Vicarious was an artificial intelligence company founded in 2010 (with operations extending into 2012 under Vicarious Systems) that developed brain-inspired machine learning software, particularly the Recursive Cortical Network (RCN), a vision system mimicking human visual perception for interpreting images and videos.[2][1][3] It pivoted to a robotics solutions integrator using AI for automating complex tasks like kitting, palletizing, packaging, and wall picking in high-mix operations, serving e-commerce and direct-to-consumer fulfillment sectors.[1][3] Backed by over $200M from investors including Jeff Bezos, Elon Musk, Mark Zuckerberg, and Samsung, Vicarious raised $118M total before being acquired by Intrinsic (an Alphabet robotics AI company) in April 2022, unlocking potential in industrial robotics.[1][3][2]

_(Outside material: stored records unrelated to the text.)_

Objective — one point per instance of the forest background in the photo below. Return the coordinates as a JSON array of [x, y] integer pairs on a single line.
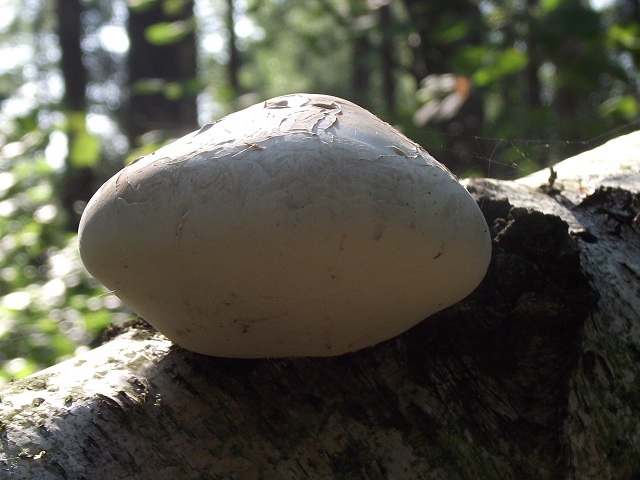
[[489, 88]]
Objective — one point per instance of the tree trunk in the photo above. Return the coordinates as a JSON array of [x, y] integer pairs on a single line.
[[162, 72], [78, 181], [535, 375]]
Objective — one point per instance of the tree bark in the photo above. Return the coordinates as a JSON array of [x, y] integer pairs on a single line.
[[535, 375]]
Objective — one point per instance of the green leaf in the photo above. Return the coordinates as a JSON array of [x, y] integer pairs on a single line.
[[168, 33]]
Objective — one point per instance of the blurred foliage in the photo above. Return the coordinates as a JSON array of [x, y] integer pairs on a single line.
[[490, 88]]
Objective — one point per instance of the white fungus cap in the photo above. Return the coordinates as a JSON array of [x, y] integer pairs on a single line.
[[300, 226]]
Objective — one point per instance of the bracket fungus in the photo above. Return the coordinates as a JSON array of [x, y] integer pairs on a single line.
[[300, 226]]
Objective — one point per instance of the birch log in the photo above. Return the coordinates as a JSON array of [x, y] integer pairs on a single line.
[[535, 375]]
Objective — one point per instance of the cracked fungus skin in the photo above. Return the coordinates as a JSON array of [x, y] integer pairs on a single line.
[[300, 226]]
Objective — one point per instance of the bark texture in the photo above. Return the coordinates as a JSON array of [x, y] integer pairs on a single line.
[[535, 375]]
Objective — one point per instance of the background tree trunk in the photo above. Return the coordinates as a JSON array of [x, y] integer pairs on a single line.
[[535, 375], [78, 182]]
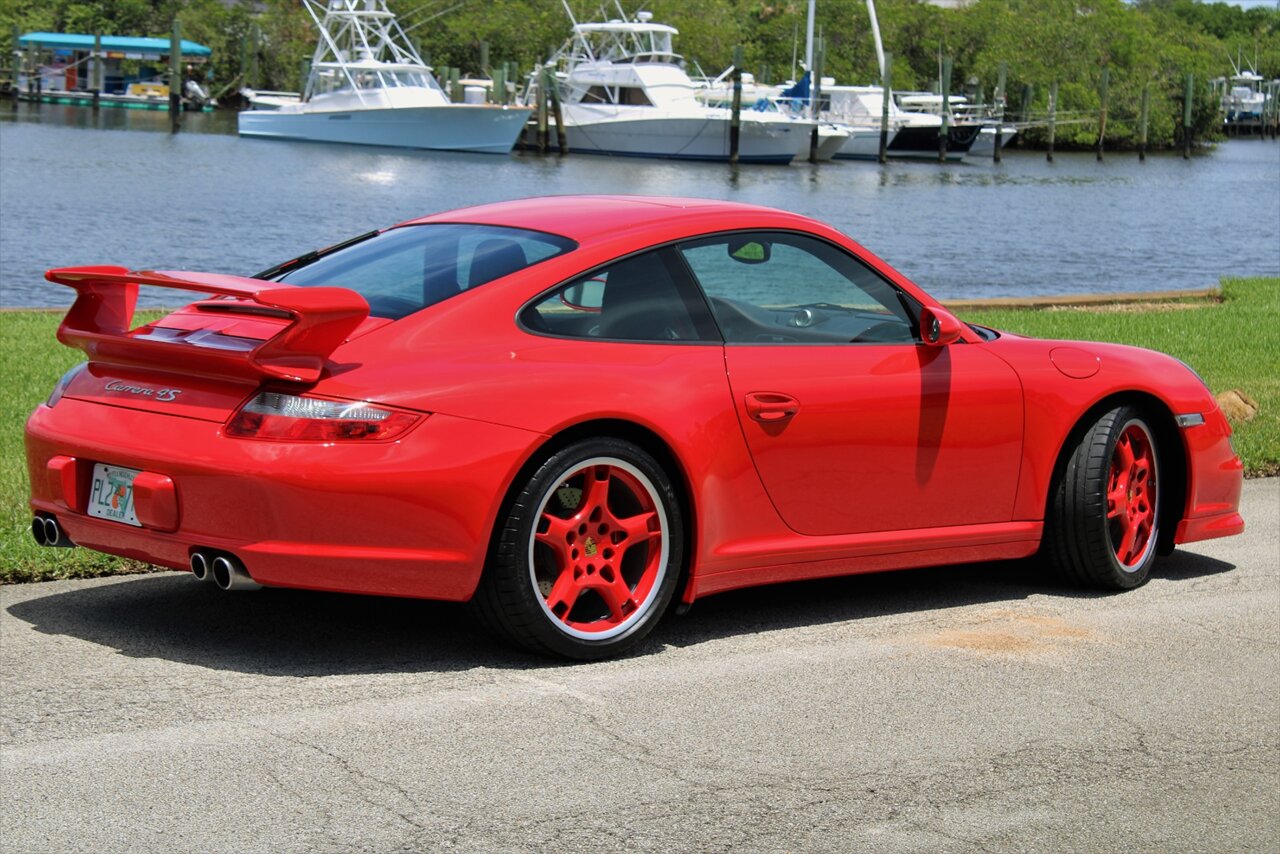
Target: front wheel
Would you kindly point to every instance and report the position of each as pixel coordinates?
(589, 552)
(1104, 520)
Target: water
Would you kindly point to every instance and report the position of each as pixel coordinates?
(118, 188)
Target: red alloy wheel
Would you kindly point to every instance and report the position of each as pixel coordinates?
(599, 548)
(1130, 496)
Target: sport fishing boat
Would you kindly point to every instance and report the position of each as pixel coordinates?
(625, 91)
(369, 86)
(773, 99)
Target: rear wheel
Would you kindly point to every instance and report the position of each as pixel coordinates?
(589, 552)
(1104, 523)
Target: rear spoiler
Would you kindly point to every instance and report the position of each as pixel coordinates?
(100, 319)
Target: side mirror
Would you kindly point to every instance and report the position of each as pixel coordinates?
(750, 251)
(938, 327)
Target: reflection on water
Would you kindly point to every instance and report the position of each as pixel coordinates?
(117, 188)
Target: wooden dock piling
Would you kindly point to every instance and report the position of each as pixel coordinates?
(561, 131)
(1052, 119)
(945, 131)
(543, 80)
(1143, 122)
(816, 95)
(999, 97)
(95, 71)
(1188, 103)
(735, 120)
(176, 77)
(1102, 110)
(886, 88)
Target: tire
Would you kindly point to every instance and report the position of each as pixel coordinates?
(1102, 528)
(588, 555)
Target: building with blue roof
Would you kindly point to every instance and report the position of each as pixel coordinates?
(106, 71)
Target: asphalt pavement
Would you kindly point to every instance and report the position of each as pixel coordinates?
(950, 709)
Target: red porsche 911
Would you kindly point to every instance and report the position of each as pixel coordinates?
(583, 411)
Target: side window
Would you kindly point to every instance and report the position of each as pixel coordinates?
(769, 287)
(644, 297)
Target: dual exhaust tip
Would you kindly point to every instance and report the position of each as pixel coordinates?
(224, 570)
(48, 531)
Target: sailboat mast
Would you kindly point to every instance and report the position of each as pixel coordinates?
(880, 45)
(808, 53)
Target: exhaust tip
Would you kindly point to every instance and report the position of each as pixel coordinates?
(229, 574)
(200, 566)
(48, 531)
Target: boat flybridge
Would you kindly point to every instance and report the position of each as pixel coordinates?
(369, 86)
(625, 91)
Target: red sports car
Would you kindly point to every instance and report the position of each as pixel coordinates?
(583, 411)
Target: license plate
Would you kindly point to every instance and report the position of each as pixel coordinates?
(112, 494)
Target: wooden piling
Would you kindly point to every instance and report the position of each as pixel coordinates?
(1143, 122)
(1102, 110)
(176, 77)
(499, 85)
(95, 71)
(1052, 119)
(735, 119)
(255, 39)
(886, 92)
(945, 131)
(561, 131)
(999, 97)
(816, 94)
(543, 78)
(1188, 104)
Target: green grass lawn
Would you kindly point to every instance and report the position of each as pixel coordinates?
(1233, 343)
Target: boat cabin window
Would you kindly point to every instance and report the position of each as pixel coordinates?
(407, 269)
(621, 95)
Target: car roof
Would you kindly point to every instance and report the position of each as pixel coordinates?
(585, 218)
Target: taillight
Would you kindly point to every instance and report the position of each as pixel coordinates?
(292, 418)
(56, 394)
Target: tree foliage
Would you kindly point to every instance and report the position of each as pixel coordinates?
(1151, 44)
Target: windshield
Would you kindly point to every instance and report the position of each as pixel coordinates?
(407, 269)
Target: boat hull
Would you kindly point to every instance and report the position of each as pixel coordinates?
(688, 138)
(453, 127)
(863, 144)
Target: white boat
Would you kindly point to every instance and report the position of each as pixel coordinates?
(964, 117)
(769, 99)
(625, 91)
(369, 86)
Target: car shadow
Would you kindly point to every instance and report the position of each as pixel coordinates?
(301, 633)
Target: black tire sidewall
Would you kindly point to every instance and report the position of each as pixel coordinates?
(528, 621)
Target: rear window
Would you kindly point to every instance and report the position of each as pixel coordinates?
(407, 269)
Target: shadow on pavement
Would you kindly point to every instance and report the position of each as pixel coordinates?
(300, 633)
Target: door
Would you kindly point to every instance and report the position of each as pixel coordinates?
(854, 424)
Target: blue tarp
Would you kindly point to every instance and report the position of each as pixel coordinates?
(799, 92)
(122, 44)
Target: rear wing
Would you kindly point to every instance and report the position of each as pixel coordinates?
(314, 323)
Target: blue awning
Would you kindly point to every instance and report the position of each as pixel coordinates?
(123, 44)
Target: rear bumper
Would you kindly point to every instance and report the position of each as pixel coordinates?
(1215, 480)
(408, 517)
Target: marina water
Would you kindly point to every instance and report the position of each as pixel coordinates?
(114, 187)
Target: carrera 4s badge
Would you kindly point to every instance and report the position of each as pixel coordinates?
(163, 394)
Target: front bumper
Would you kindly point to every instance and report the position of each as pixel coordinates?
(410, 517)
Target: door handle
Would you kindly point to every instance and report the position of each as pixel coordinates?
(771, 407)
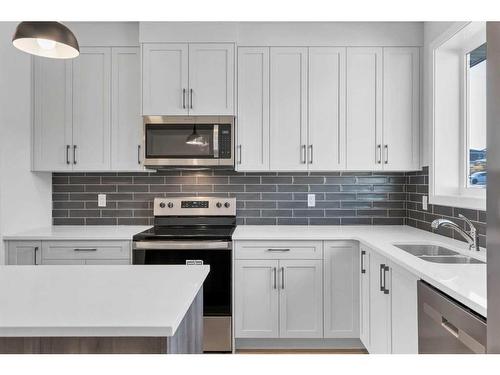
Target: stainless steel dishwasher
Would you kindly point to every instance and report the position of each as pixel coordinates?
(447, 327)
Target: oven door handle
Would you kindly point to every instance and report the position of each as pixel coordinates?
(182, 245)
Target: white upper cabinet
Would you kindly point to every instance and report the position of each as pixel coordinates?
(401, 108)
(288, 110)
(165, 79)
(364, 108)
(52, 125)
(211, 79)
(91, 109)
(301, 298)
(194, 79)
(253, 109)
(341, 289)
(327, 79)
(126, 120)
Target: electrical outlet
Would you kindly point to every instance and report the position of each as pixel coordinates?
(424, 202)
(101, 200)
(311, 200)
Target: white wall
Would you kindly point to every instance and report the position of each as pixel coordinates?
(25, 197)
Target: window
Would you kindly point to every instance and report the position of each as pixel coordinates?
(475, 106)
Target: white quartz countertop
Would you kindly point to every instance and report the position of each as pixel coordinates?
(96, 300)
(464, 282)
(79, 232)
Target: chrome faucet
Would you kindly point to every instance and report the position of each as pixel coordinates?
(470, 236)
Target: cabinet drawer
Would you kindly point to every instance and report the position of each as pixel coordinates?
(278, 250)
(85, 250)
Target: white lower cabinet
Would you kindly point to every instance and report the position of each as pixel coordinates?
(341, 289)
(388, 306)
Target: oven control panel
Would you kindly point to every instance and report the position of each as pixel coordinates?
(195, 206)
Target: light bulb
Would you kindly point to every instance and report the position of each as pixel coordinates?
(46, 43)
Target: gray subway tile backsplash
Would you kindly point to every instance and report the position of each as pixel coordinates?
(267, 198)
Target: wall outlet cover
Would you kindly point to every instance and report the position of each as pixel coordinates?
(101, 200)
(311, 200)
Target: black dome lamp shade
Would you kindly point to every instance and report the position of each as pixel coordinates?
(46, 39)
(195, 139)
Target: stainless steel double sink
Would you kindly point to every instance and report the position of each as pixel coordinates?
(437, 254)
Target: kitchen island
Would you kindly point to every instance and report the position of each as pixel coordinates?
(101, 309)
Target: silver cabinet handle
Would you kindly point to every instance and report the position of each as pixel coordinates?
(386, 268)
(303, 154)
(67, 154)
(282, 277)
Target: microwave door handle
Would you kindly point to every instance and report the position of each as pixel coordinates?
(216, 141)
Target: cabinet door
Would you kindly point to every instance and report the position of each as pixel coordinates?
(401, 108)
(404, 322)
(364, 108)
(288, 95)
(23, 252)
(364, 291)
(91, 109)
(126, 120)
(165, 79)
(301, 298)
(341, 289)
(211, 79)
(380, 309)
(52, 125)
(326, 148)
(256, 298)
(253, 109)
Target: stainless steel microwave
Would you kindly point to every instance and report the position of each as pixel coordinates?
(188, 141)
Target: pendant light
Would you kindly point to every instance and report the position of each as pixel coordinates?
(196, 139)
(46, 39)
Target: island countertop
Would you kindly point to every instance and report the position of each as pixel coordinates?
(96, 300)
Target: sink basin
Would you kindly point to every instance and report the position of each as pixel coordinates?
(456, 259)
(437, 254)
(426, 250)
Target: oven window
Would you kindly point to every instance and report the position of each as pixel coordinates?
(179, 141)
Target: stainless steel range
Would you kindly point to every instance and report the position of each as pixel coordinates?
(190, 231)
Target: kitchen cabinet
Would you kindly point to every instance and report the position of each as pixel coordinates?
(364, 108)
(288, 109)
(401, 108)
(126, 120)
(194, 79)
(253, 109)
(326, 108)
(23, 252)
(52, 112)
(92, 109)
(256, 298)
(279, 295)
(341, 289)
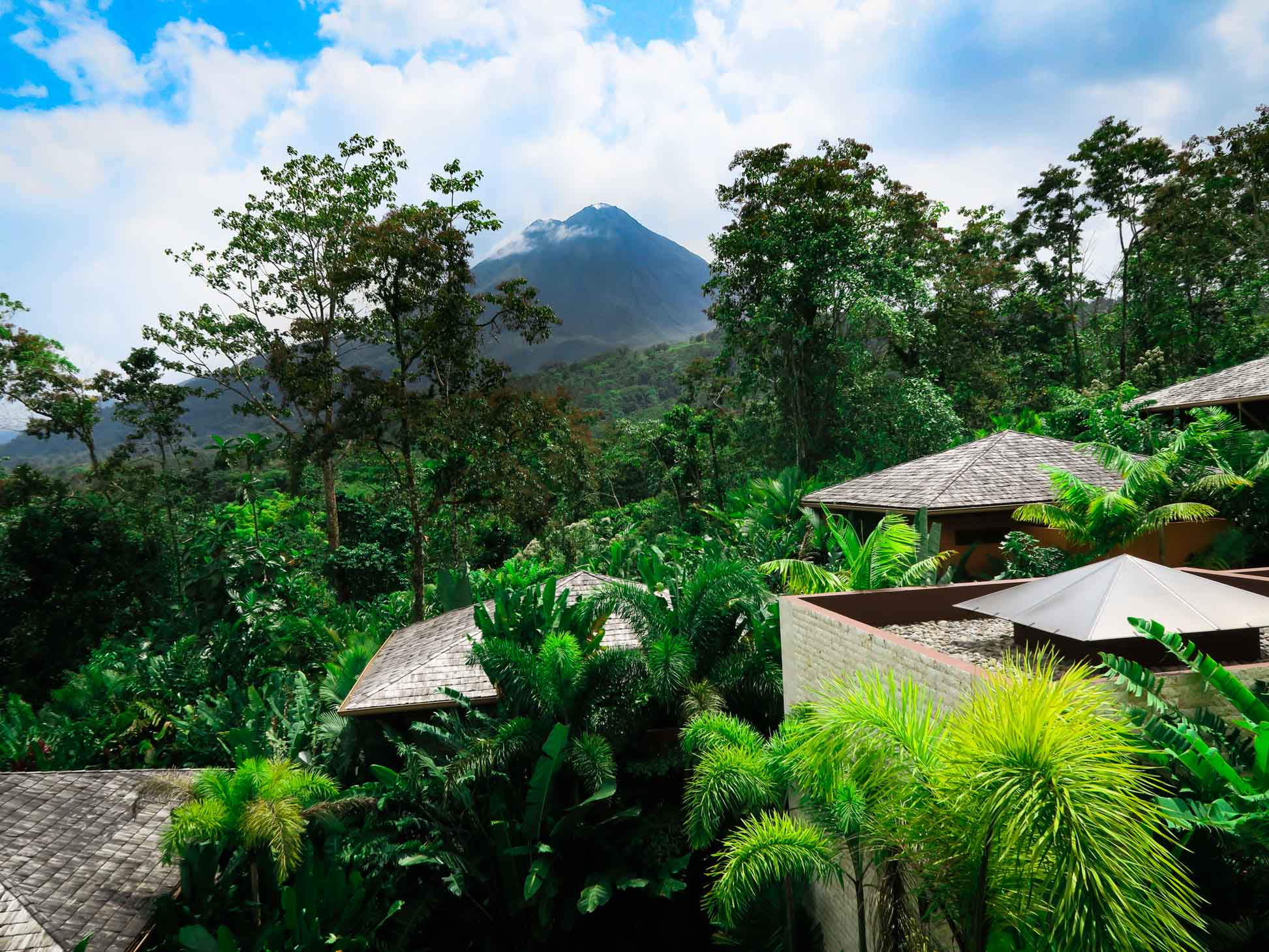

The company solved challenges in versatile automation too complex for traditional robotics, achieving early milestones like solving CAPTCHAs at 90% accuracy, published in peer-reviewed journals such as *Science*.[2][3] Post-acquisition, its technology integrates into Intrinsic's mission to enable AI-driven robotics for businesses, with demonstrated growth through high-profile backing and media recognition in outlets like *The New York Times* and *Wired*.[3]
Vicarious was co-founded in 2010 by D. Scott Phoenix and Dileep George in the San Francisco Bay Area.[2][3] Phoenix, previously an Entrepreneur in Residence at Founders Fund and CEO of Y Combinator-backed Frogmetrics (a touchscreen analytics firm), brought startup and investment expertise.[2] George, who served as Chief Technology Officer at Numenta (co-founded with Jeff Hawkins and Donna Dubinsky), completed his PhD at Stanford and specialized in neuroscience-inspired AI.[2]
The idea emerged from applying theorized computational principles of the human brain to create software that learns and thinks like humans, starting with the RCN vision system.[2] Early traction included reliably solving modern CAPTCHAs in 2013 (90%+ accuracy on trained styles), validated in a *Science* journal paper despite skepticism from CAPTCHA pioneer Luis von Ahn.[2] This built credibility, leading to a pivot toward practical robotics integration by 2022, culminating in acquisition by Intrinsic.[1][3]
(Note: Vicarious Surgical at vicarioussurgical.com is a distinct entity focused on medical robotics and not related to this AI/robotics firm.[4])
Vicarious rode the wave of neuroscience-inspired AI converging with robotics, addressing labor shortages in warehouses amid e-commerce booms post-2010s.[1][3] Its timing aligned with surging demand for flexible automation—traditional robots struggled with variable tasks, while Vicarious's brain-mimicking models enabled generalization, influencing shifts toward AI-native robotics seen in competitors like Covariant and Plus One Robotics.[1]
Market forces like Alphabet's push into applied AI (via Intrinsic) favored Vicarious, amplifying its impact on the ecosystem by open-sourcing concepts like CAPTCHA breakthroughs and contributing to platforms reducing robot training needs.[2][1] It helped pioneer "generalist" robotics, paving the way for scalable solutions in fulfillment and beyond, with its acquisition accelerating Alphabet's hardware-software stack for millions of developers.[3]
Vicarious's legacy as a brain-AI pioneer now fuels Intrinsic's expansion in industrial robotics, likely driving next-gen platforms for autonomous picking and handling amid AI hardware advances.[1][3] Trends like edge AI deployment and multimodal learning (vision + manipulation) will shape its trajectory, potentially evolving Intrinsic's offerings into ubiquitous tools for e-commerce and manufacturing.[1]
As robotics democratizes via Alphabet's resources, Vicarious's influence grows from niche innovator to ecosystem enabler—unlocking economic potential in automation, much like its original mission to make machines "think like humans."[2][3]